Nuestra personalidad se fragua, en parte, por las características que tiene nuestro hogar de la infancia, como sugiere un extenso estudio llevado a cabo por Shigehiro Oishi y Ulrich Schimmack.
En el estudio se realizaron más de 7 000 entrevistas a personas que, de niños, se habían mudado de domicilio con frecuencia (por ejemplo, porque sus padres cambiaban de trabajo).
Hogar y felicidad
En el estudio se estableció una correlación entre el cambio frecuente de hogar y una disminución del bienestar psicológico, la satisfacción con la vida y la frecuencia de relaciones personales significativas en la edad adulta.

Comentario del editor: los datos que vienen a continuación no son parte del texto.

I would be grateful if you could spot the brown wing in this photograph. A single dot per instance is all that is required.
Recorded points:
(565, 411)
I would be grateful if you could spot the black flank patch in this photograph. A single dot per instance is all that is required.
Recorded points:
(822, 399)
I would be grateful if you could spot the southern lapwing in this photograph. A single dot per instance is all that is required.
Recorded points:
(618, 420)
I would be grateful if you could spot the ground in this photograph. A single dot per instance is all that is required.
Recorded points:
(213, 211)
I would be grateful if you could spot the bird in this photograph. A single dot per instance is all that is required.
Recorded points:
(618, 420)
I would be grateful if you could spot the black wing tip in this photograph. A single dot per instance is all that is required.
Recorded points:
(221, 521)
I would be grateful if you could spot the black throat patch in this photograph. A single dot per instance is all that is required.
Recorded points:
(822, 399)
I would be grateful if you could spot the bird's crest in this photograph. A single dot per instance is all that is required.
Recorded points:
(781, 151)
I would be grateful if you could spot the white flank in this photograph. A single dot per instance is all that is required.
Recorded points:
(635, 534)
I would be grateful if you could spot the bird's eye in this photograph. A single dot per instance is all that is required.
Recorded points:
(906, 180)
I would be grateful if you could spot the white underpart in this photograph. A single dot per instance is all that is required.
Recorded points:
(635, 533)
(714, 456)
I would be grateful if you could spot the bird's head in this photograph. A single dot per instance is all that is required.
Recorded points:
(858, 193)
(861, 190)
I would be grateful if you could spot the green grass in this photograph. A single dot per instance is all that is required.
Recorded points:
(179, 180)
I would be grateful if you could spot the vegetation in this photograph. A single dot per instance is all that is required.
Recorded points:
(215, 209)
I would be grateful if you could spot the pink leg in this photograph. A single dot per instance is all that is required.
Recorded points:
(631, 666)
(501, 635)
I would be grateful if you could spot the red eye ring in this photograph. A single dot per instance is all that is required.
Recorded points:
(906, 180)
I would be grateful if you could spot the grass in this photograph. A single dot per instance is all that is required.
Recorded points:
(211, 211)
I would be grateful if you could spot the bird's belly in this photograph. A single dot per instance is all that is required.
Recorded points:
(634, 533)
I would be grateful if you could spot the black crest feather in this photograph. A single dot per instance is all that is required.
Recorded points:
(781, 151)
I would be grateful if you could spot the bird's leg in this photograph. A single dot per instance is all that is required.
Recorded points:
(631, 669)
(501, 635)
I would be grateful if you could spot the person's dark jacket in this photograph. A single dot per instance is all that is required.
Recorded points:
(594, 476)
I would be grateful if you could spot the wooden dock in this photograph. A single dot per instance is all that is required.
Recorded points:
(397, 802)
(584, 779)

Como abunda en ello Dean Burnett en su libro El cerebro feliz:
Dicho con otras palabras, crecer sin un hogar estable y continuado durante la infancia puede hacer que una persona sea menos feliz de adulta. He ahí un vínculo muy claro entre nuestro hogar, nuestro cerebro y la felicidad.
Hay un matiz que señalar: el efecto negativo de la inestabilidad del hogar se detectaba en las personas introvertidas, no en las extrovertidas. Quizá porque la fuente de la infelicidad no era el cambio de domicilio en sí, sino perder relaciones sociales duraderas y la dificultad de iniciar otras nuevas.
Estos hallazgos indican que los movimientos residenciales pueden ser un factor de riesgo para los introvertidos y que la extraversión puede ser un recurso interpersonal para las relaciones sociales y el bienestar entre las sociedades que cambian de lugar de residencia a menudo.